Nikki and I spent just half a day on the streets of Newcastle city centre, and for me it was half a day too long. I felt conspicuous and vulnerable, dressed in my most decrepit gear and without a scrap of make-up but I needn't have worried. No-one took any of notice of me. Crouched on a bin-liner outside of the Central Arcade the crowds of Christmas shoppers swept by me without a glance. Huddled outside of Monument Metro Station they tripped over me. Curled up in a doorway on Grainger Street they were oblivious to me. Or so I thought.

When I gathered the courage to lift my head, I started to look into the faces of people approaching. Inevitably, their eyes did fall on me, and just as inevitably they balked at me blatantly eyeballing them and hurried past. (I must admit, hanging onto that eye contact longer than they wanted felt rather satisfying.)

The one person who took the time and trouble to hold my gaze even managed an awkward smile. I think I tried to return it, but after nearly three hours on cold pavements my frozen face could portray little more than a grimace. "What could you do with a fiver?" He asked softly as he passed.

 

A few minutes later the bloke came back: a well-dressed handsome 50-something.
"What would you do for a fiver?" I'd misheard him the first time.
I snapped a furious response, grabbed my carrier bag and headed for the station.
Game over.

Mac was right. Unless you've lived it you can't know. I haven't lived it, not even for half a day. Thank God I haven't lived it. I don't even want to know about it anymore…

Nikki's experience...

For just a few hours, I got a hint of what it would be like to be a beggar-just a hint. Now, I'm back in my warm home in the company of friends, and the few hours I spent on the streets of Newcastle seem a million miles away. What I did come home with was a feeling of shame. I had stepped into the shoes of a homeless person and couldn't wait to get back out of them.

It's hard to explain the impact it has on you when people walk by glancing down at you with looks of disdain on their faces. The first thing to slap you in the face is-where have all the good people of the world gone?

And what about those who cope with this type of lifestyle on a daily basis?
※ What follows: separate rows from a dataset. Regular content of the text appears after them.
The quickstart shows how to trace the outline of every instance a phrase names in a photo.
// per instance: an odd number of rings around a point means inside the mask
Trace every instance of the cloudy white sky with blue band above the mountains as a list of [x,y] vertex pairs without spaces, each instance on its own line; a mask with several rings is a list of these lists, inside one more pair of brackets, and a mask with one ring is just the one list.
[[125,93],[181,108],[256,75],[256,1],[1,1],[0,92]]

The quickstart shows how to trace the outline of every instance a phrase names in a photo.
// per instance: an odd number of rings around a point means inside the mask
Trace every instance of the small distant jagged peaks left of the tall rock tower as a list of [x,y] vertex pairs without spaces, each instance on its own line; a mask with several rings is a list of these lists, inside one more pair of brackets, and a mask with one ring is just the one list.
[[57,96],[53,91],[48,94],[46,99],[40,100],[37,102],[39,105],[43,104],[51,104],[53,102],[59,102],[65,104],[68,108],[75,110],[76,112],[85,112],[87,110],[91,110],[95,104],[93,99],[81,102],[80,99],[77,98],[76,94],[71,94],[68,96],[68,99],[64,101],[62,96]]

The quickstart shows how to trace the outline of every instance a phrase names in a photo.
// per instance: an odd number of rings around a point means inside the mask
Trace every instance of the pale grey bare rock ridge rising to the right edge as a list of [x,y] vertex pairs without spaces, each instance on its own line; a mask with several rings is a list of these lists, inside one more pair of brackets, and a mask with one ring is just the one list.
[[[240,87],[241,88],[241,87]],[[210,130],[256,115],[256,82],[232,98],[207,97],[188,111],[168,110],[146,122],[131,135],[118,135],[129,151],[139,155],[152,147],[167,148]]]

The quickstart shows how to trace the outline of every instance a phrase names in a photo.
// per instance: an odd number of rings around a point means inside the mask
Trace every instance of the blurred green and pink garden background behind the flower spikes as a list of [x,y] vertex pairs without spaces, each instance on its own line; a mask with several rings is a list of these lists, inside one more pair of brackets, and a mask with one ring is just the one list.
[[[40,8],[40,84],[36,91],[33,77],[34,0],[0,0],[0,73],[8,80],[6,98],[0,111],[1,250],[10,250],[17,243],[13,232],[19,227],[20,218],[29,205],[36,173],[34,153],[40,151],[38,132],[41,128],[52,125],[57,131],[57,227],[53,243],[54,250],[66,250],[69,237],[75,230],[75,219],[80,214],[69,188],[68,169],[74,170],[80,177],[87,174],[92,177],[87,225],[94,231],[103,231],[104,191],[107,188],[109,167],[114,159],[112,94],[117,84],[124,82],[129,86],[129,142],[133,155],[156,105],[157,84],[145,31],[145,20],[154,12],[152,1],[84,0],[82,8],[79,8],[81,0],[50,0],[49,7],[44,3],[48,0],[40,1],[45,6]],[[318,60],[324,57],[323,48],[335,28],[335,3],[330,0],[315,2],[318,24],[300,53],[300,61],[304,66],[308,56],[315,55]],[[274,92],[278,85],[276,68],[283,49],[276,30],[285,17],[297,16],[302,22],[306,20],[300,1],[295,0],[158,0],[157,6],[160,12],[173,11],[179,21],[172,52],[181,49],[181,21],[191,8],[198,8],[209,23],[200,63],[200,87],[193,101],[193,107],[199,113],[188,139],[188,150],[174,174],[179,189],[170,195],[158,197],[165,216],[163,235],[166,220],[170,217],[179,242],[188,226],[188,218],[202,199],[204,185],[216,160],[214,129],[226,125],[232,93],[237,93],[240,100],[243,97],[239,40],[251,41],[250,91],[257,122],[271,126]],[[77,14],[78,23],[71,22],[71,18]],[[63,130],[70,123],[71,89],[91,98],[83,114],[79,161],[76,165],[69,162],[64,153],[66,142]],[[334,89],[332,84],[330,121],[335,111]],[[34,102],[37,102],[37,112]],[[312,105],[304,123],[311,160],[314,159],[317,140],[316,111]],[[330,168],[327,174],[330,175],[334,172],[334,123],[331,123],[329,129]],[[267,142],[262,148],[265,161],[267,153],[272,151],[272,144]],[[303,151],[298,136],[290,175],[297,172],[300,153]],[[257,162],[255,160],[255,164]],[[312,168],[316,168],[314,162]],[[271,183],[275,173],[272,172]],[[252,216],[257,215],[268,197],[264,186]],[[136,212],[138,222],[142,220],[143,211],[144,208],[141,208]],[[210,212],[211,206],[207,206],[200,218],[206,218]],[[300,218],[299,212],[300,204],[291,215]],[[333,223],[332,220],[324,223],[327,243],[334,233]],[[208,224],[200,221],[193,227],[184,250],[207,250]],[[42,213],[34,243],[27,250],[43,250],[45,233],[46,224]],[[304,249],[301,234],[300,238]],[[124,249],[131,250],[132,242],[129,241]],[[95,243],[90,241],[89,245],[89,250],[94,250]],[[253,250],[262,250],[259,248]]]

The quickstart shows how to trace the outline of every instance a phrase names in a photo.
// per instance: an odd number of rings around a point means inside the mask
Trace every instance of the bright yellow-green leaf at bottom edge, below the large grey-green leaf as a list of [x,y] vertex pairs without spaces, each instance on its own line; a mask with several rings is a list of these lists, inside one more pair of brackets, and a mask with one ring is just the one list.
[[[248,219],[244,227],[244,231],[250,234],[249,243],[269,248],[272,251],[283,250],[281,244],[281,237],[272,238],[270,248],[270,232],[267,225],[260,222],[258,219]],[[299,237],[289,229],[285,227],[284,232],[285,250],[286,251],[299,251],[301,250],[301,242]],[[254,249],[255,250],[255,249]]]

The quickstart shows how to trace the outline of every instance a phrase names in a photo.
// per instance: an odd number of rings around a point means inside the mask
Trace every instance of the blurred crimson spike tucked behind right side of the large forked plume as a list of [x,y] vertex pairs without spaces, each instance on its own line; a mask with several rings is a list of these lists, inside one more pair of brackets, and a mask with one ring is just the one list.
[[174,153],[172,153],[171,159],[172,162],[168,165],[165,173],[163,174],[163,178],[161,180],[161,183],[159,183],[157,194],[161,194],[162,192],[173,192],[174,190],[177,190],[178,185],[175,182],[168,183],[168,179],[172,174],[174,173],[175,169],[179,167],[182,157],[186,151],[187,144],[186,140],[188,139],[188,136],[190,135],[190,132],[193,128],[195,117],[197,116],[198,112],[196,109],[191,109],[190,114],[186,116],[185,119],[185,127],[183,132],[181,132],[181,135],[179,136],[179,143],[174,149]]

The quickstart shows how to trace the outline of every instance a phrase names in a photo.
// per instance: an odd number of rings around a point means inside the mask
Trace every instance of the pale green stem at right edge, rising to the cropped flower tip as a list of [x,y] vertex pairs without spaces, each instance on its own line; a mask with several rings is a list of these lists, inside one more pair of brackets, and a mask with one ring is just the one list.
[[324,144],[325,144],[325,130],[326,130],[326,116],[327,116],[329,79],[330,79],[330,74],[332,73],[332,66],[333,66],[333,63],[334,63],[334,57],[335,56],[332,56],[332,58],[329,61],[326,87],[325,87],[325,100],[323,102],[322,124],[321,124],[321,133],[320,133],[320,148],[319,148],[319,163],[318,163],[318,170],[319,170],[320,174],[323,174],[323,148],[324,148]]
It can only be a living hell. Suffering at the mercy of loneliness must be one of the hardest factors facing the homeless, without family and friends, only a seemingly heartless public is left.
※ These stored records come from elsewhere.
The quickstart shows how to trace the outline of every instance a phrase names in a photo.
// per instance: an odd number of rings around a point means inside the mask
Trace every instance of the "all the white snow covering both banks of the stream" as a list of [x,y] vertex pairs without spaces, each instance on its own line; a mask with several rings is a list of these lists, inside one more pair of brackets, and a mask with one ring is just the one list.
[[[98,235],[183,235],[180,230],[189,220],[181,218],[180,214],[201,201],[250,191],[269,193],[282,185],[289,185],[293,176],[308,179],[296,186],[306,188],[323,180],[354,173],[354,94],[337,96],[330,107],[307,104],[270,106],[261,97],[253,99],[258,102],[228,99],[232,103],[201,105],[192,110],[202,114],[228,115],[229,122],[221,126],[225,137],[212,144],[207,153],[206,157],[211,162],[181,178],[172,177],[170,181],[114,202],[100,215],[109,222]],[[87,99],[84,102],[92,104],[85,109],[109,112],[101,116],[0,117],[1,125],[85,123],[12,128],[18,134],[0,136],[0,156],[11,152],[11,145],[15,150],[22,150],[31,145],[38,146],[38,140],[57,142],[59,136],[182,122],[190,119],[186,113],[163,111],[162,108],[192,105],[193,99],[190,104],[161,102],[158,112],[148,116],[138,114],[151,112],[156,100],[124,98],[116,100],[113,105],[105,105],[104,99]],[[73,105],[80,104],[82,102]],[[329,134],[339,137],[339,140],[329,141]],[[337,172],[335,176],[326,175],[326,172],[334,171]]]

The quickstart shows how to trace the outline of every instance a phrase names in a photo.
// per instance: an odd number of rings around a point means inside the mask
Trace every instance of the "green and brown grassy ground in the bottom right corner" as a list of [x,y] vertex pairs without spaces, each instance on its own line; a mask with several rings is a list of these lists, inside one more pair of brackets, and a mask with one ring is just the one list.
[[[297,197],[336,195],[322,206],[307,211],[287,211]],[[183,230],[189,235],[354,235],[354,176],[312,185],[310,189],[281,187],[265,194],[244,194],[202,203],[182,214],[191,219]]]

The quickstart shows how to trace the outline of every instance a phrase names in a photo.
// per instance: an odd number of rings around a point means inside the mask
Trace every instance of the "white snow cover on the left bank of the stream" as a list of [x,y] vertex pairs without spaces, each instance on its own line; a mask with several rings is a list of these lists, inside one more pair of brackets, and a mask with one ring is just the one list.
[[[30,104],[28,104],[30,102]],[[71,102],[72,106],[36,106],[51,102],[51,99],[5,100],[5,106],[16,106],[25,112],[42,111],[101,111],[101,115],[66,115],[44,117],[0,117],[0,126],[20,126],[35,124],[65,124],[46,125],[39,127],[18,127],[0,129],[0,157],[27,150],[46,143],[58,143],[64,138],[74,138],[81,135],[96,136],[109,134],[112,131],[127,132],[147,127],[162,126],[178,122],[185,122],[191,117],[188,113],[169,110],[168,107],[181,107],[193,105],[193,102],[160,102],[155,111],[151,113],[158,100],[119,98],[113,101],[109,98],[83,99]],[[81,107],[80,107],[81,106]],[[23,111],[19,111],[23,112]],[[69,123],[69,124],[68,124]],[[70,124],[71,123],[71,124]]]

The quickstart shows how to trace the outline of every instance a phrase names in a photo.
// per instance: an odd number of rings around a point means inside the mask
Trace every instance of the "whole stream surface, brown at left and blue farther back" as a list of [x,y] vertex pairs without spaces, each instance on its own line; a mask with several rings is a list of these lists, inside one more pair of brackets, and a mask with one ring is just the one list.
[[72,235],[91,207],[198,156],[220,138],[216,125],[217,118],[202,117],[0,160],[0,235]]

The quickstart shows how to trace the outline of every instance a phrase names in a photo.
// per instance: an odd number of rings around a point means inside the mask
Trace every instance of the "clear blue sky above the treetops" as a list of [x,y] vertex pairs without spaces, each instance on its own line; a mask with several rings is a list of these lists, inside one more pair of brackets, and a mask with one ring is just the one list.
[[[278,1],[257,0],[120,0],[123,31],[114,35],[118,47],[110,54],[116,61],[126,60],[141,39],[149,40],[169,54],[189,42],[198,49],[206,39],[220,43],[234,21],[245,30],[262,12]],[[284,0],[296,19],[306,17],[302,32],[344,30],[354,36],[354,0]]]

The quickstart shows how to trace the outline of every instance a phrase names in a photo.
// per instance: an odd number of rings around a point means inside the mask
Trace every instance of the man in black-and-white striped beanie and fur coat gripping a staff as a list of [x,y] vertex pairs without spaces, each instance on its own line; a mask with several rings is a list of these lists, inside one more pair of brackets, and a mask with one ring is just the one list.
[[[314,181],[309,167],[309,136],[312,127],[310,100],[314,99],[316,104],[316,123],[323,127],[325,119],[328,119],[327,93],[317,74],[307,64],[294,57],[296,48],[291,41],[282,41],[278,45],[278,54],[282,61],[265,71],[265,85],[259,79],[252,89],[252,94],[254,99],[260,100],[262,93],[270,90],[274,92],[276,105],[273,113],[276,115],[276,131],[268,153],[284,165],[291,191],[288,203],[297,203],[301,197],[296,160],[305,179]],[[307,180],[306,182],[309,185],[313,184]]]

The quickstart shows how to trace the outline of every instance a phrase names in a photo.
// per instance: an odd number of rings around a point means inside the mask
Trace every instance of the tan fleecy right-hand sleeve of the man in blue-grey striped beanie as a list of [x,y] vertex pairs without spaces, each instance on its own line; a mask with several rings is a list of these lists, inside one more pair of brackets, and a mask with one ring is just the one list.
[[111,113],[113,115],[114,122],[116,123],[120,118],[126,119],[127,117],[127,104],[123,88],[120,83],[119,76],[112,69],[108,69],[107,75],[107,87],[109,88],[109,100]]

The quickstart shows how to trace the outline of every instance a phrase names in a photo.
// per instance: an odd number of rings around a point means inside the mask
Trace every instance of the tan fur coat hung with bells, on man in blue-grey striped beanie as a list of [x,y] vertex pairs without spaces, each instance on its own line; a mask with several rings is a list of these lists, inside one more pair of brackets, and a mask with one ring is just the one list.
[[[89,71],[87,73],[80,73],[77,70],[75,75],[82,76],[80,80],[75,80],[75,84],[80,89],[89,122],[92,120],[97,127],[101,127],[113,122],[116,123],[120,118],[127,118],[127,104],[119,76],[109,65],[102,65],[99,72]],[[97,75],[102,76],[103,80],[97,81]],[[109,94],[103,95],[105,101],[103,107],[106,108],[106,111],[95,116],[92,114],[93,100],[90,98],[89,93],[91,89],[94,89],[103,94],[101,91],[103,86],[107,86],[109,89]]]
Like so many, I've walked past countless beggars and looked away to save myself from feeling bad. Pretending I haven't seen them, blocking them out. But they, like us, need the warmth of human nature and a passing smile does no harm at all.

The reality is hard. No, we can't give money to every beggar or homeless person we walk past: we don't know whether that money will feed them a meal or a habit. What we can do is be supportive towards those less fortunate than ourselves.

Do we really believe that the majority of homeless chose this fate? The painful truth is that most of them didn't. It's through misfortune that so many have ended up on the street and just because they have no address doesn't mean that they're any less human. One more numbingly awful point I would like to make is that it could happen to anybody.